# Rosey Barbs



## Stix87 (Jul 28, 2005)

Hey all. I saw a tank of Long-finned Rosey barbs at my LFS. The sign said they grow to be 6''. I was wondering if i could add them in my 55g. So far my 55g will have 2silver dollars and 1 pair of angels. I wasnt sure if rosey barbs were fin nippers.


----------



## Lexus (Jan 19, 2005)

I've heard that long finned varieties arnt as big fin nippers as the regular roseys. I was tempted to put them in my 55g. I also heard that if kept in a lower temp tank they show their colors better than a more tropical one.


----------



## TheOldSalt (Jan 28, 2005)

Rosys aren't as bad at nipping as many other barbs. While they do reach 6" in the wild, I don't think I've ever seen a captive one over 4.5, and only a few over 3.5. I guess I'm saying that they aren't too bad a choice for your current tank setup.


----------



## Shelzbells (Apr 9, 2005)

I think the rosys will be just fine in your tank....I have the longfin ones myself and never had a problem with them nipping. I agree that they wont get any bigger then 3½-4 inches full grown..I have never seen one any bigger then that.

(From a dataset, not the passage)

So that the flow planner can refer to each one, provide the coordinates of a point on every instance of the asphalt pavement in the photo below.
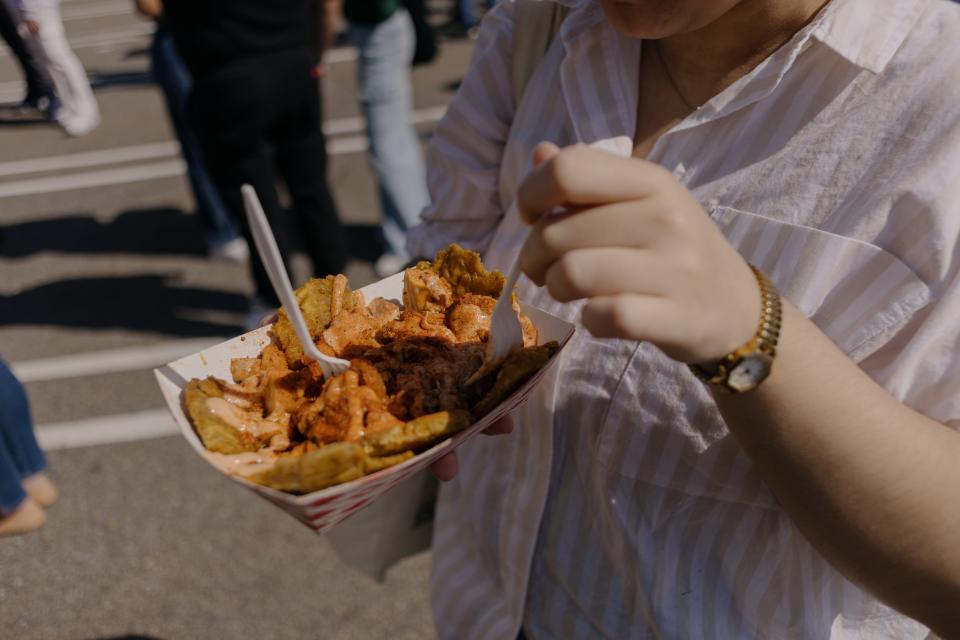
(102, 277)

Mine are also kept in with angels & SD's No probs at all.


----------



## Stix87 (Jul 28, 2005)

thanks all for your input, ill deff add some long-finned rosey's into my tank


----------



## FishCrazy1234 (Jun 23, 2005)

I would try to keep them in a school of 6 or more just to make sure there isn't any problems. good luck


----------